LA SAGA DE LA « B » - 2009/2010
ACTE II : 4 OCTOBRE, AUC-MARTIGUES
O noble voyageur des espaces virtuels,
Au moment de reprendre la plume cette semaine, Mister K est
hésitant. Il cherche, dans le Trésor de la Langue Française, les
formulations susceptibles de rendre compte d’une regrettable
contre-performance, sans blesser les cœurs de grands enfants qui
battent sous l’armure musculeuse des Happy Feet.
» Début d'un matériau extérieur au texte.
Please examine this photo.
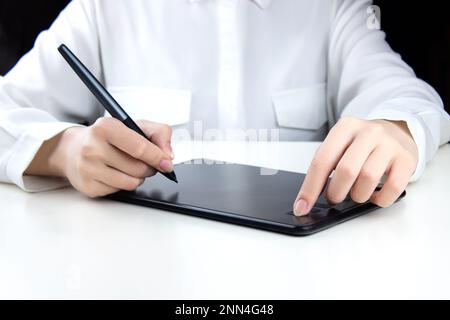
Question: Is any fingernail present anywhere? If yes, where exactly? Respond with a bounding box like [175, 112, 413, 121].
[159, 160, 173, 172]
[164, 144, 175, 160]
[294, 199, 309, 217]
Il cherche les mots
adaptés – les mots bleus, les mots qui rendent les gens heureux … -
pour résumer le match sans accabler ses héros déchus, les mots qui
pourront mettre du baume à leurs âmes sensibles, meurtries et
traumatisées … PUTAIN, C’ETAIT DE LA MERDE ! UNE HONTE !! UN SCANDALE
!!!
Aaaah ! Ce n’est certes pas très élégant mais ça fait du bien …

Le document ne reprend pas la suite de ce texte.